The Summit Institute, established in 1973 by Zvi Stiskin, Dave Schonbrun and Professor Stanley Schneider, émigrés from the United States, promotes care within the community for children, youth and young adults at risk in Israel. Initially established as a treatment center for adolescents, Summit today operates two programs, (1) a preventive care and rehabilitation program for 170 teenagers and young adults with a history of psychiatric illness, and (2) a rehabilitative foster care program for 730 abused and neglected children and teenagers. Summit provides innovative 'in-community' care, aimed at both preventing the institutionalization of the 900 children and youth in its care, and assisting them to integrate into mainstream Israeli life.
Summit adopts an all encompassing approach to rehabilitation and change, addressing the child's or teenager's physical, emotional, educational and vocational needs in the rehabilitation process.
Summit believes that all those in its care have the potential to change, and that change will best occur when the child or teenager and their parents are actively involved in setting goals and evaluating the rehabilitation process.
Summit receives referrals to its programs from the Israeli Ministries of Health, Social Welfare, and Defense and Israel National Insurance.
Summit has received widespread communal and professional recognition for its work with children and youth at risk. The organization holds annual conferences on both youth at risk and foster care, and has been adopted by the Paratroop Battalion of the IDF.
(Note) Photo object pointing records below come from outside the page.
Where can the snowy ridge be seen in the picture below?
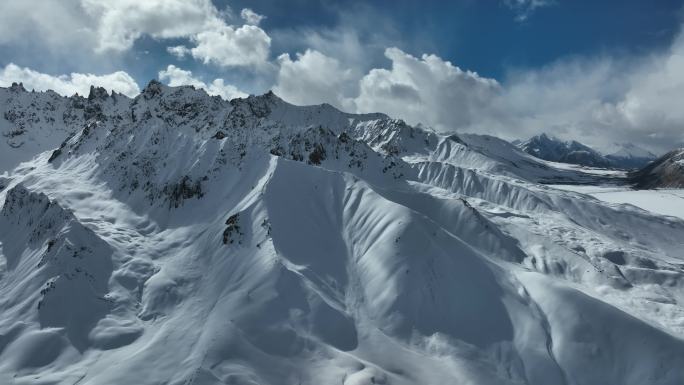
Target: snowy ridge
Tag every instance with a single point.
(666, 171)
(256, 242)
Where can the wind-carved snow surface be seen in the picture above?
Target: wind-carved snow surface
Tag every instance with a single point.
(177, 238)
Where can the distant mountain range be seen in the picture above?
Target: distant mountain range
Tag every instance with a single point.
(622, 156)
(180, 238)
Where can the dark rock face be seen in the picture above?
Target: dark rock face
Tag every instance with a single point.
(665, 172)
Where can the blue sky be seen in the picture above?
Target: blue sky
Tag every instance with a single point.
(513, 68)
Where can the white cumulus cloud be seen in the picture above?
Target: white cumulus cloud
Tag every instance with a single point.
(524, 8)
(314, 78)
(228, 46)
(68, 84)
(426, 89)
(175, 76)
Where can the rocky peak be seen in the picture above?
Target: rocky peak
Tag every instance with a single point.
(17, 87)
(98, 93)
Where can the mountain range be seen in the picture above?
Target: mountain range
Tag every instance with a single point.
(179, 238)
(622, 156)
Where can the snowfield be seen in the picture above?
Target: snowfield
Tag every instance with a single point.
(177, 238)
(668, 202)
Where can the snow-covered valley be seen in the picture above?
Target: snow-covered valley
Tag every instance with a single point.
(177, 238)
Summit makes a concerted effort to direct maximum organizational resources to the rehabilitation of those in its care. As a result, administrative costs constitute only ten percent of Summit's total budget.
Rising levels of poverty in Israel, increased drug and alcohol abuse, the general breakdown of extended family support systems, the growth in the number of single parent families and a recent large influx of immigrants, have led to increasing numbers of children and youth in need of Summit's assistance.